Well, that is certainly critical to know, thank you! My data are percentages, but I used the fitdist function in the fitdistrplus package to compare WAIC values for Weibull, gamma, beta, and some other common fits. Weibull came out with the best WAIC score, so that’s what I proceeded with. However, it sounds like I should use beta since these are known percentages, right?

Here are my Rhats:

What should I do to improve the specification of my model?

You should have mentioned that also in the first post. You mentioned only the formulas, but not that you didn’t use the default family.

Probably.

Wow, thin=200! Usually Stan performs for this kind of models well with thin=1 and total post-warmup samples = 4000.

Also, you had not mentioned before that you have also group-level effects! It’s difficult to help if you keep hiding information. Group-level effects are likely to explain high p_loo and covariates have not much to do. Group-level effects are likely to mess R2 and posterior predictive checks, too, making it look like there would be non-zero R2 and reasonable ppc fit. LOO-R2 agrees with the coefficient estimates, ie, there is not much happening.

Try beta, but it is possible that the covariates do not have any predictive information. Compute LOO-R2 for all models, as it is easier to interpret the practical relevance form it than from elpd.

The convergence diagnostics look great and there is no problem with MCMC.
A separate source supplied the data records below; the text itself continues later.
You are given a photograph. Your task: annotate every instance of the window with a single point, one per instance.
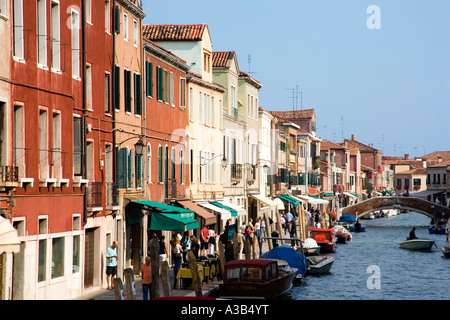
(42, 266)
(57, 257)
(89, 87)
(108, 16)
(56, 151)
(77, 146)
(88, 5)
(116, 80)
(43, 144)
(76, 254)
(137, 94)
(41, 32)
(149, 78)
(56, 37)
(182, 93)
(18, 50)
(3, 7)
(125, 26)
(191, 104)
(19, 142)
(127, 90)
(149, 164)
(75, 27)
(159, 164)
(107, 93)
(135, 33)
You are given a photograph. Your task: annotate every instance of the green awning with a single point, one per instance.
(172, 222)
(165, 208)
(233, 212)
(287, 198)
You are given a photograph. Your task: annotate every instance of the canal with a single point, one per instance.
(372, 266)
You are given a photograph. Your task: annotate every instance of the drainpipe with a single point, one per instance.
(84, 124)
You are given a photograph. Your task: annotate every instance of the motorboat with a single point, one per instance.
(325, 239)
(342, 234)
(310, 247)
(417, 244)
(255, 279)
(286, 255)
(318, 265)
(446, 252)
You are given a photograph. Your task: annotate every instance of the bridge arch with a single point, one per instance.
(427, 208)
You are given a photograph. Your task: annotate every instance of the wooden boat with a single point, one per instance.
(417, 244)
(318, 265)
(255, 279)
(325, 239)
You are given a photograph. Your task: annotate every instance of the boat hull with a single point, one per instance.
(252, 290)
(417, 244)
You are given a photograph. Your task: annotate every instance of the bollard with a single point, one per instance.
(130, 285)
(119, 293)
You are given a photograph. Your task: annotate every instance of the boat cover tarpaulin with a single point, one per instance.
(294, 258)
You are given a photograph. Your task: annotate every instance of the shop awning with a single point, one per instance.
(265, 200)
(200, 211)
(313, 200)
(172, 222)
(9, 241)
(289, 199)
(235, 210)
(224, 214)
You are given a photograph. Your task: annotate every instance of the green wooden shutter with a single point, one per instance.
(116, 87)
(122, 167)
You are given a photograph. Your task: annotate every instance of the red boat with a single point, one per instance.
(255, 279)
(325, 239)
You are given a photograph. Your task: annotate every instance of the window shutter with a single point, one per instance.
(116, 20)
(122, 168)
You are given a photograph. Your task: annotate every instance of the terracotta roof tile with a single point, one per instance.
(220, 58)
(186, 32)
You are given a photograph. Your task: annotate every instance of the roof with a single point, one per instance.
(296, 114)
(414, 171)
(174, 32)
(220, 58)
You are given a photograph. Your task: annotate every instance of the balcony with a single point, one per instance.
(236, 171)
(9, 176)
(94, 196)
(112, 196)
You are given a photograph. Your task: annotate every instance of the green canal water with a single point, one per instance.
(373, 267)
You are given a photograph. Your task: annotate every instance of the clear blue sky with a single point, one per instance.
(388, 86)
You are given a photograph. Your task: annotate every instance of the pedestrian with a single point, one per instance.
(194, 246)
(146, 272)
(204, 240)
(176, 253)
(162, 249)
(111, 264)
(258, 229)
(186, 245)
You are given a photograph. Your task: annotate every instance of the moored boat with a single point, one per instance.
(417, 244)
(318, 265)
(255, 279)
(325, 239)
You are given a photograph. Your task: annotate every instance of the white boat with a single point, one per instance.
(319, 264)
(417, 244)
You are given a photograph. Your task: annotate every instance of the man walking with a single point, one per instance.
(111, 264)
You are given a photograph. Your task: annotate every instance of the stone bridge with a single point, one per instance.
(430, 209)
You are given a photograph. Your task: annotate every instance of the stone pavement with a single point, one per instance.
(104, 294)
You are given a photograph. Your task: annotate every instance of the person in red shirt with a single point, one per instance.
(204, 240)
(146, 271)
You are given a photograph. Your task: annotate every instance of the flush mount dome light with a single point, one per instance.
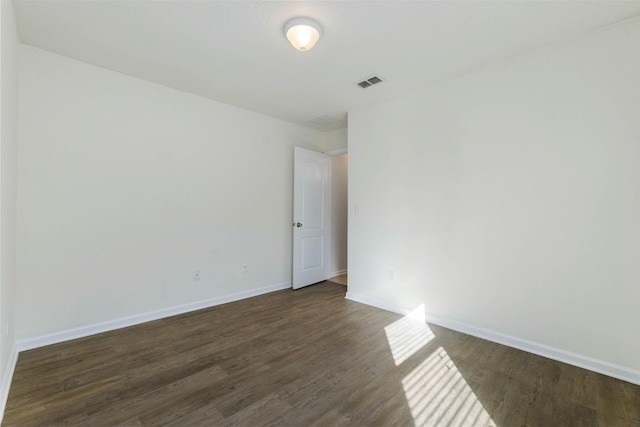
(302, 33)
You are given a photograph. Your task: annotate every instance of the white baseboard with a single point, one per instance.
(6, 379)
(338, 273)
(575, 359)
(84, 331)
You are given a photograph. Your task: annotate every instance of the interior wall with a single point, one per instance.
(339, 214)
(127, 187)
(508, 198)
(8, 184)
(335, 140)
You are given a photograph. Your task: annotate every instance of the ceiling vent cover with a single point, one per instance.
(369, 82)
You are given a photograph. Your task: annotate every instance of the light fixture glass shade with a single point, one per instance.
(302, 33)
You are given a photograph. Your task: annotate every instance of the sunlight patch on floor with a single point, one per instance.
(408, 335)
(436, 391)
(438, 394)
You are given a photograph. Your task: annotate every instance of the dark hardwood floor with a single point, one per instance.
(305, 357)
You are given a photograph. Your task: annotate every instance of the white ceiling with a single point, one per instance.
(235, 51)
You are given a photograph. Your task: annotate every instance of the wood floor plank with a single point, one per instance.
(304, 357)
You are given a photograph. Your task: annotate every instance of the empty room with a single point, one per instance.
(340, 213)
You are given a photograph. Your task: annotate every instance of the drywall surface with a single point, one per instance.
(126, 188)
(335, 140)
(8, 179)
(508, 198)
(339, 213)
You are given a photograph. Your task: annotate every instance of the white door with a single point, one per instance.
(311, 217)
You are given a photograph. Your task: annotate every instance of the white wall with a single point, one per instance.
(126, 187)
(8, 188)
(508, 198)
(339, 214)
(334, 140)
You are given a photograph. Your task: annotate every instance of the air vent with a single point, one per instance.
(369, 82)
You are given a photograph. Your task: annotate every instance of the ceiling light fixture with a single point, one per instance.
(302, 33)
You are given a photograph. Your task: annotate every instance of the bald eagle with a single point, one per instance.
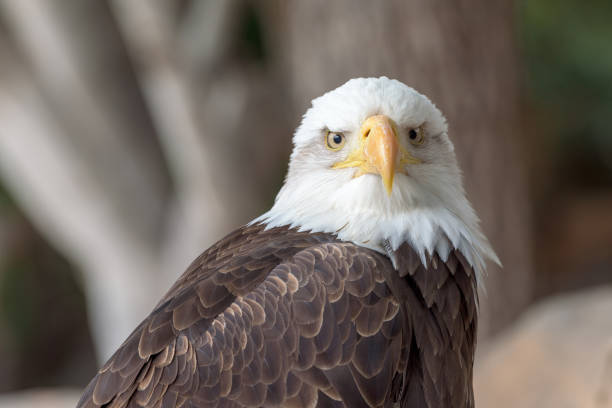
(358, 288)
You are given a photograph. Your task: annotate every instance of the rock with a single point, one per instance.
(41, 397)
(559, 354)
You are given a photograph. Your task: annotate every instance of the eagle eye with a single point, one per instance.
(334, 140)
(416, 136)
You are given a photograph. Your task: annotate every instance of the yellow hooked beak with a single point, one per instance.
(379, 151)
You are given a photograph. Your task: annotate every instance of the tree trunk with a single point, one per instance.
(461, 55)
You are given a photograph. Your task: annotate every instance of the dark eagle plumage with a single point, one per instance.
(284, 318)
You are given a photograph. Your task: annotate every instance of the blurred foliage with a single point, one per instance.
(567, 51)
(42, 310)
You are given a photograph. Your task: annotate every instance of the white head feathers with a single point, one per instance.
(427, 207)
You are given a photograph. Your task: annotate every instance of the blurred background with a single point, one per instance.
(134, 134)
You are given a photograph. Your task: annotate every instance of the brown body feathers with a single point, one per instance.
(293, 319)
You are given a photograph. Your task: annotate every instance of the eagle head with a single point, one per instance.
(373, 163)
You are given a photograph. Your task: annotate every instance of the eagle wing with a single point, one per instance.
(264, 318)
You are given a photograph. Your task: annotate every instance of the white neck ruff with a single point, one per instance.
(355, 212)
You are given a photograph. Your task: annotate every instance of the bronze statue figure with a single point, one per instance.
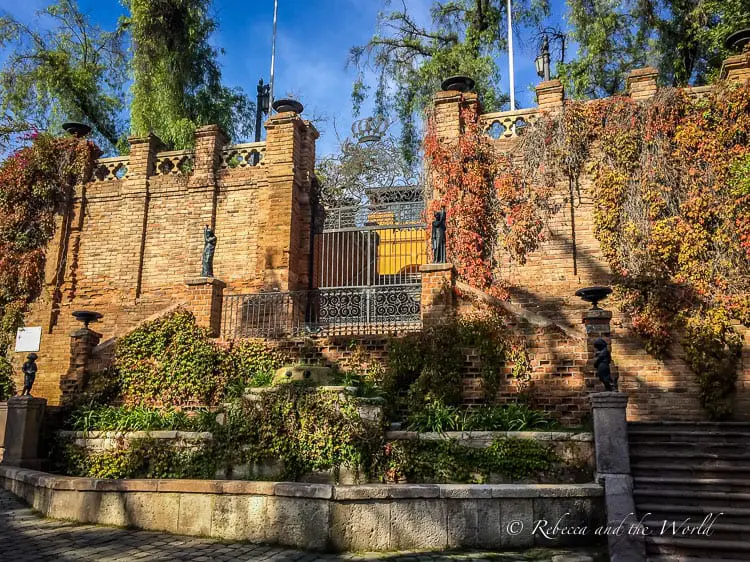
(29, 374)
(208, 252)
(438, 237)
(602, 360)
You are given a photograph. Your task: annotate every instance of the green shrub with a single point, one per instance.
(510, 417)
(447, 461)
(138, 418)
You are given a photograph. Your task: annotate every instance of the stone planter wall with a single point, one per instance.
(322, 517)
(575, 449)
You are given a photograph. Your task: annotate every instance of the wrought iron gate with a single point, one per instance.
(367, 260)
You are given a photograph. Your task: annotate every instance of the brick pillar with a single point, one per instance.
(437, 293)
(21, 420)
(284, 201)
(597, 324)
(202, 195)
(613, 471)
(737, 67)
(448, 115)
(550, 95)
(641, 83)
(205, 295)
(82, 343)
(134, 215)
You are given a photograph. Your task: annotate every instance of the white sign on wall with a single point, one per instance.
(28, 339)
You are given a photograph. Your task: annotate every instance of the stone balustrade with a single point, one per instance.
(508, 124)
(243, 155)
(108, 169)
(175, 162)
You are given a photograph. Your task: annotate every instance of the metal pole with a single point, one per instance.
(510, 61)
(273, 54)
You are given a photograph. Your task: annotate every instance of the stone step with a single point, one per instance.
(646, 448)
(678, 511)
(691, 426)
(702, 547)
(692, 484)
(639, 435)
(697, 497)
(685, 558)
(718, 530)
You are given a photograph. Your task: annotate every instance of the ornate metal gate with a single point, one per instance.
(367, 260)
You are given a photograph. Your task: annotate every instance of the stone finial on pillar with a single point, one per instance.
(641, 83)
(205, 296)
(82, 344)
(550, 95)
(597, 324)
(21, 420)
(737, 67)
(437, 293)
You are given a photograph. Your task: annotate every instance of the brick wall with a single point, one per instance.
(130, 247)
(570, 259)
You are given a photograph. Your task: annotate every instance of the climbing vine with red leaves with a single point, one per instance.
(490, 209)
(671, 196)
(34, 182)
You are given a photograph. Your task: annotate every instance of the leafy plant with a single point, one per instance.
(434, 416)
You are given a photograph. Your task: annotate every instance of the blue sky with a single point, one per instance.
(314, 38)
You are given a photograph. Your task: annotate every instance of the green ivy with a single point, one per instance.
(447, 461)
(431, 362)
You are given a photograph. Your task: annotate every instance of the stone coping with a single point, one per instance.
(303, 490)
(491, 435)
(150, 434)
(394, 435)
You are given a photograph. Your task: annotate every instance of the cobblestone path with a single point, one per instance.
(27, 537)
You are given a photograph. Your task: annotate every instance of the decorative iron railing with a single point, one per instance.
(507, 124)
(326, 312)
(107, 169)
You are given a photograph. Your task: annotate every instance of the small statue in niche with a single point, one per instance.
(29, 374)
(438, 237)
(209, 248)
(602, 360)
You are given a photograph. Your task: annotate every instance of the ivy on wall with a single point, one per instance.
(671, 196)
(172, 361)
(34, 182)
(485, 202)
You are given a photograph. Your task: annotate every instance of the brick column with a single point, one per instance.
(597, 324)
(448, 117)
(21, 420)
(133, 214)
(205, 295)
(550, 95)
(284, 203)
(613, 471)
(82, 343)
(641, 83)
(437, 293)
(202, 195)
(737, 67)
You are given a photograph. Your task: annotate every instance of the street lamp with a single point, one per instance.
(261, 106)
(542, 61)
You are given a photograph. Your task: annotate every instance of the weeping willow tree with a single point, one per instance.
(410, 57)
(176, 76)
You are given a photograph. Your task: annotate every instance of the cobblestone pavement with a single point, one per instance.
(27, 537)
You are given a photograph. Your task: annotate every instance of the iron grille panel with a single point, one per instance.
(325, 312)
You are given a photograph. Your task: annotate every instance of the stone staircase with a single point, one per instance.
(698, 471)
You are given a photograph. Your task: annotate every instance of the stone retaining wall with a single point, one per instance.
(376, 517)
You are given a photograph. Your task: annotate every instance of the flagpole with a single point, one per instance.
(273, 55)
(510, 60)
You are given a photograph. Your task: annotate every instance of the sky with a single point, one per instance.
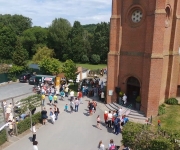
(43, 12)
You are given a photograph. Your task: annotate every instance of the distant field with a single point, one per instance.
(92, 67)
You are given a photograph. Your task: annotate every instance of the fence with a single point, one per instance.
(4, 77)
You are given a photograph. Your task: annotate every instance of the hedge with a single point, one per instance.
(3, 137)
(141, 137)
(26, 123)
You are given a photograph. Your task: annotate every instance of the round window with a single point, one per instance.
(136, 16)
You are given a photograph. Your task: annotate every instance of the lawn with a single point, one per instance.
(169, 120)
(92, 67)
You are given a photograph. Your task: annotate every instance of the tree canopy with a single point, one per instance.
(42, 53)
(50, 66)
(70, 70)
(77, 42)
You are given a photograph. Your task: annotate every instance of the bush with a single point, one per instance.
(26, 123)
(141, 137)
(161, 110)
(3, 137)
(85, 59)
(172, 101)
(95, 59)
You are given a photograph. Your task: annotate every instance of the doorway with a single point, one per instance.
(133, 90)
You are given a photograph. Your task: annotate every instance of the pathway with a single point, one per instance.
(75, 131)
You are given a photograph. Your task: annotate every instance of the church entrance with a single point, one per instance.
(133, 90)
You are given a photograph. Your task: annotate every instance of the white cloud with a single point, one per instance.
(42, 12)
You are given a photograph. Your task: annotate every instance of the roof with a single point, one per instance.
(34, 66)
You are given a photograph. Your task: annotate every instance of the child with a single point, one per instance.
(66, 107)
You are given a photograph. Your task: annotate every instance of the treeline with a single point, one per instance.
(80, 43)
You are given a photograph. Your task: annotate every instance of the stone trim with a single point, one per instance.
(143, 54)
(160, 11)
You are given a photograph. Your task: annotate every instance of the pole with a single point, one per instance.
(7, 135)
(14, 116)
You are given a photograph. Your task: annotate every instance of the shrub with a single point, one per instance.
(161, 110)
(161, 143)
(95, 59)
(172, 101)
(3, 137)
(26, 123)
(85, 59)
(141, 137)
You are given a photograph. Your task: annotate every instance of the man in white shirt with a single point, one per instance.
(109, 119)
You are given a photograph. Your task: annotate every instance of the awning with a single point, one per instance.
(47, 79)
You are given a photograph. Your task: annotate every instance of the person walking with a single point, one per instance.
(56, 112)
(101, 146)
(10, 127)
(117, 122)
(109, 119)
(94, 105)
(111, 145)
(80, 96)
(66, 108)
(76, 104)
(71, 95)
(71, 105)
(52, 116)
(43, 98)
(55, 99)
(44, 116)
(33, 132)
(66, 90)
(98, 122)
(105, 117)
(50, 99)
(35, 143)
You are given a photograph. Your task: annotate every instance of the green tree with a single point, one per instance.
(8, 40)
(50, 66)
(100, 44)
(95, 59)
(79, 41)
(17, 23)
(34, 38)
(70, 70)
(20, 55)
(84, 59)
(42, 53)
(58, 36)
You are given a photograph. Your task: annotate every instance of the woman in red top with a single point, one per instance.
(105, 117)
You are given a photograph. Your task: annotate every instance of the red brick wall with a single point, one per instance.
(148, 52)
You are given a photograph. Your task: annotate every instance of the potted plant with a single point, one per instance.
(138, 102)
(120, 98)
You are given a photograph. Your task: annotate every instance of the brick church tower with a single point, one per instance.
(143, 58)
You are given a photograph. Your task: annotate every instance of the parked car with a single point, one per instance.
(25, 77)
(32, 80)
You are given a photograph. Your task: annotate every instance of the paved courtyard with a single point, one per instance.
(75, 131)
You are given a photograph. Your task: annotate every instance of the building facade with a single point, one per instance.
(143, 58)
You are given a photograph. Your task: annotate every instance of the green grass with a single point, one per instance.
(91, 66)
(169, 120)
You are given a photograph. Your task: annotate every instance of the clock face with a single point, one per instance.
(137, 16)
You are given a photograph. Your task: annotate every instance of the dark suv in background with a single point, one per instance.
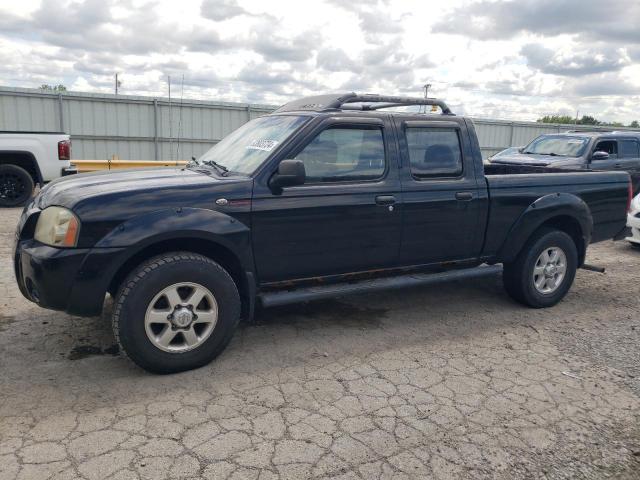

phylo has 95 levels, that is, there is an additional parameter for each observation. You are now explaining the data mostly with (1 | phylo) term. Is there some additional prior for this term? If not, then you could try without that term (and pissibly with beta regression).

As each phylo group has one observation, removing that observation changes the corresponding parameter posterior a lot and loo has problems. It is surprising that all khat values are below 0.7, but high p_loo and low n_eff’s indicate additional problems. Thus it is possible that small differences between elpds are explained by failing loo. When loo fails, elpd estimates end to be optimistic (too high)

I thought that since the family and group-level term were constant across models, they wouldn’t affect model weights. Now that we know I have misspecification, they’re clearly important. Thank you for your patience - I’m still very new to Bayesian stats.

The phylo term accounts for the fact that the species/samples are not phylogenetically independent. I followed this vignette to set it up. I am not sure what kind of prior I’d assign to it.

I did run the full model with the beta family and better thinning/warm up numbers. Here’s how I specified it for completeness:

LOO R2 = 0.0521, so it’s still very bad at explaining the data.

Is this sufficiently well specified to state that the model isn’t really predictive, and that phylogeny is the only thing with any signal at all? Either way, what do you look for to feel confident about your models’ specifications?

Understanding the phylo term is important for understanding how much model is explaining the data with the random effects and how much by covariates.

I assume A includes the phylogenetic dependencies?

Yes.

Now that you changed thin=1, you can also reduce the number of iterations from 110000 to 8000 and still get very good sampling, but much faster.

loo works now better and is more reliable.

Given the information you have provided I would agree with “the model isn’t really predictive, and that phylogeny is the only thing with any signal at all”. Also it seems there is no such model misspecification that the diagnostics you have shown would show that.

Thanks so much for your help, Aki! I am so excited to feel good about these models and my results. Before you go, what’s a good n_eff rule of thumb, for future reference? I know I was too low before, but what’s a good target number to meet?